Some may have complained about the overly simple plot: ex-IMF agent in possession of a deadly virus; Ethan Hunt needs to stop him, retrieve it. Well, you don’t really go see M:I 2 for the plot. You see it for John Woo’s trademark action bits: the balletic execution, the glorious slow mo’s, the doves. Also, the simple plot’s a corrective to the lukewarm reception to the first film, its plot considered too complex, and probably, to some extent, Brian de Palma’s direction too archaic, maybe even boring for the MTV kids. (Personally, I find it to be even more old-fashioned than the TV series GMA-7 used to air. That’s not to say that it’s bad, de Palma’s filmmaking style.)

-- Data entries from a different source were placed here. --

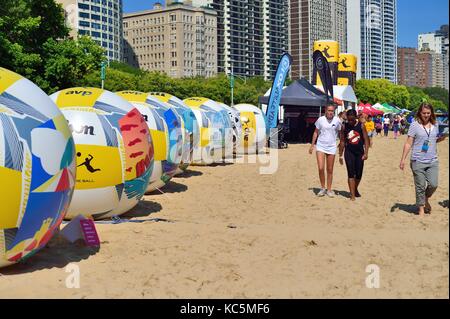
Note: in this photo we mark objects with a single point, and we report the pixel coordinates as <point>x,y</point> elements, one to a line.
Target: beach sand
<point>225,231</point>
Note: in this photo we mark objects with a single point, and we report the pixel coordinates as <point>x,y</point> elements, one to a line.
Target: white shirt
<point>328,133</point>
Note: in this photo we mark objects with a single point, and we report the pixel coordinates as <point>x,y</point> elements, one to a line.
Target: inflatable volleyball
<point>254,134</point>
<point>114,151</point>
<point>235,124</point>
<point>37,168</point>
<point>190,128</point>
<point>165,128</point>
<point>216,134</point>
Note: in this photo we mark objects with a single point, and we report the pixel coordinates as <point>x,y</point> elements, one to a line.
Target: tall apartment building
<point>420,68</point>
<point>180,40</point>
<point>407,66</point>
<point>99,19</point>
<point>312,20</point>
<point>252,35</point>
<point>424,69</point>
<point>437,43</point>
<point>377,23</point>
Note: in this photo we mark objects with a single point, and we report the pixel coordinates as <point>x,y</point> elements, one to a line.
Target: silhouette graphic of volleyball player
<point>87,163</point>
<point>325,52</point>
<point>343,63</point>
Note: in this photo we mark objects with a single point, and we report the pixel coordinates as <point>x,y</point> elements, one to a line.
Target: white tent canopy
<point>342,92</point>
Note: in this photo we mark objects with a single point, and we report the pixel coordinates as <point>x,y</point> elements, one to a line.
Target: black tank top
<point>354,138</point>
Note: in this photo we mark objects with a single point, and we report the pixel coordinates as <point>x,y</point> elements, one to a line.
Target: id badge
<point>425,146</point>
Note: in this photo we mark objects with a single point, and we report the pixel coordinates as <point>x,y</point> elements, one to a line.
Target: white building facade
<point>99,19</point>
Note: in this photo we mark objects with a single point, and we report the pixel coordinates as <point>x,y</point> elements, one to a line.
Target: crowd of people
<point>355,133</point>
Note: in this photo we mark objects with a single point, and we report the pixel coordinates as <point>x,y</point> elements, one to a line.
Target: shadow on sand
<point>345,194</point>
<point>444,203</point>
<point>408,208</point>
<point>189,173</point>
<point>57,254</point>
<point>143,209</point>
<point>170,188</point>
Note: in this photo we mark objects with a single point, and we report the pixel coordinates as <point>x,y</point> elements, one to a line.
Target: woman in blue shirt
<point>423,135</point>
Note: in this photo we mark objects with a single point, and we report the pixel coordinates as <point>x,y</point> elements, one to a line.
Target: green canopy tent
<point>390,108</point>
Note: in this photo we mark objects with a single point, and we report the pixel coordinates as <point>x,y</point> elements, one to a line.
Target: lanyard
<point>428,132</point>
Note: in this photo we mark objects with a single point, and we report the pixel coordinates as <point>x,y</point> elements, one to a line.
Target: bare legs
<point>327,159</point>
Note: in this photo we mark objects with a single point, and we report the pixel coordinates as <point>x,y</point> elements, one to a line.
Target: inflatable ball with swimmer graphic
<point>114,151</point>
<point>165,129</point>
<point>37,168</point>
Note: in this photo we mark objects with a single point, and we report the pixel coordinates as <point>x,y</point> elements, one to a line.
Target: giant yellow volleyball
<point>165,128</point>
<point>114,151</point>
<point>37,168</point>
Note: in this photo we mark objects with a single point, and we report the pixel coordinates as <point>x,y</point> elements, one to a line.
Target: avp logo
<point>82,93</point>
<point>82,129</point>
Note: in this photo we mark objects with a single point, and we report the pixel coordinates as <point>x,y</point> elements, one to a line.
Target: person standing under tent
<point>327,130</point>
<point>370,128</point>
<point>396,126</point>
<point>423,136</point>
<point>386,123</point>
<point>378,125</point>
<point>355,142</point>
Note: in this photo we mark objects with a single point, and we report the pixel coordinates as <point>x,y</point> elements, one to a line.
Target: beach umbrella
<point>114,151</point>
<point>166,140</point>
<point>37,168</point>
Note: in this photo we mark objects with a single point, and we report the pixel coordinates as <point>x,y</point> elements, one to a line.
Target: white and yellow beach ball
<point>190,128</point>
<point>165,128</point>
<point>37,168</point>
<point>114,151</point>
<point>215,130</point>
<point>254,136</point>
<point>235,122</point>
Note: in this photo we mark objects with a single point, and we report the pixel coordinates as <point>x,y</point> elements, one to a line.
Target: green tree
<point>437,93</point>
<point>67,61</point>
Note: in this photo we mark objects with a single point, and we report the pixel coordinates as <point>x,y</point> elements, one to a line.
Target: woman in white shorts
<point>326,134</point>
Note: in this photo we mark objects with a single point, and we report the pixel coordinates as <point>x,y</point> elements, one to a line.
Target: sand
<point>225,231</point>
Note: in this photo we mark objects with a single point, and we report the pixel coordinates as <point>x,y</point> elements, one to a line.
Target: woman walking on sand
<point>396,126</point>
<point>325,134</point>
<point>370,128</point>
<point>386,123</point>
<point>423,135</point>
<point>355,141</point>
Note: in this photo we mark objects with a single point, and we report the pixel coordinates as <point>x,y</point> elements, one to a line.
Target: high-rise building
<point>407,66</point>
<point>179,40</point>
<point>312,20</point>
<point>354,32</point>
<point>99,19</point>
<point>376,27</point>
<point>424,69</point>
<point>437,43</point>
<point>420,68</point>
<point>252,35</point>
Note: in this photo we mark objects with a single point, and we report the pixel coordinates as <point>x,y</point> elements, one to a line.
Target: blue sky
<point>414,17</point>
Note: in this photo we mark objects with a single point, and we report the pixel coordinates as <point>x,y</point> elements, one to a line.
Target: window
<point>84,24</point>
<point>83,6</point>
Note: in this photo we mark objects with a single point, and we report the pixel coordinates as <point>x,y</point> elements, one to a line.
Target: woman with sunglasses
<point>423,135</point>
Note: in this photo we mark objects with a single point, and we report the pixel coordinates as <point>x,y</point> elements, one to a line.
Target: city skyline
<point>426,18</point>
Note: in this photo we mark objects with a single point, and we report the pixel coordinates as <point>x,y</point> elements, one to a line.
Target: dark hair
<point>419,111</point>
<point>351,112</point>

That is, M:I 2 is unmistakably a John Woo movie. Probably, in the same way that the first is unmistakably a Brian de Palma movie. (The last two movies, directed by Christopher McQuarrie, less so.) And John Woo’s style—balletic fight scenes, lots of slow mo’s, and cool motorcycle stunts—may not be for everyone. Wait, but isn’t de Palma’s stylish camera angles and compositions as well? Or J.J. Abrams lens flare and digital shaky cam? So, if we’re talking about the first three movies, it’s more like pick your poison. Me, I’ll pick John Woo and Les Borland’s gritty guitars (Jang! jang! jang, jang, jang!) over Tom Cruise’s super-fast running and J.J. Abrams’ shaky cam.

Still, this may not be among Woo’s best Hollywood movies—Hard Target, Face OffWindtalkers maybe? (I might even add that The Big Hit, which Woo produced, is far more enjoyable (on its OWN terms) than this Tom Cruise vehicle.) For one, M:I 2 doesn’t have a Nicolas Cage (ten times more fun to watch than Cruise) or a Lance Henriksen playing the heavy. Instead, it has a James Bond villain and a predictable McGuffin chase for plot.

So, what’s left is John Woo’s over-the-top set pieces, Cruise trying hard to be Jean Claude Van Damme or Chow Yun Fat, and the aforementioned John Woo movie trademarks. Those motorcycle stunts though! They are so rad they made Tom Cruise a bona fide Hollywood action hero over night to the tune of “Now I know why you wanna hate me!” And any movie where the hero uses the side mirror of his motorcycle to shoot at the bad guys is definitely a ‘must-see’ for me.

While there are things in the movie that didn’t age well, the theme song by Limp Bizkit for instance, John Woo’s hyper stylized chase/gunfight sequence and kung fu-influenced fight scenes remains as potent as ever. (I’d still pick them over anything in that Vin Diesel/Paul Walker action franchise.) That reveal that it’s not Ethan Hunt under the mask and moments later he’s seen running away with the McGuffin? That’s definitely one of the most memorable unmasking scene in all Mission: Impossible movies. Just see the look on the villain’s face.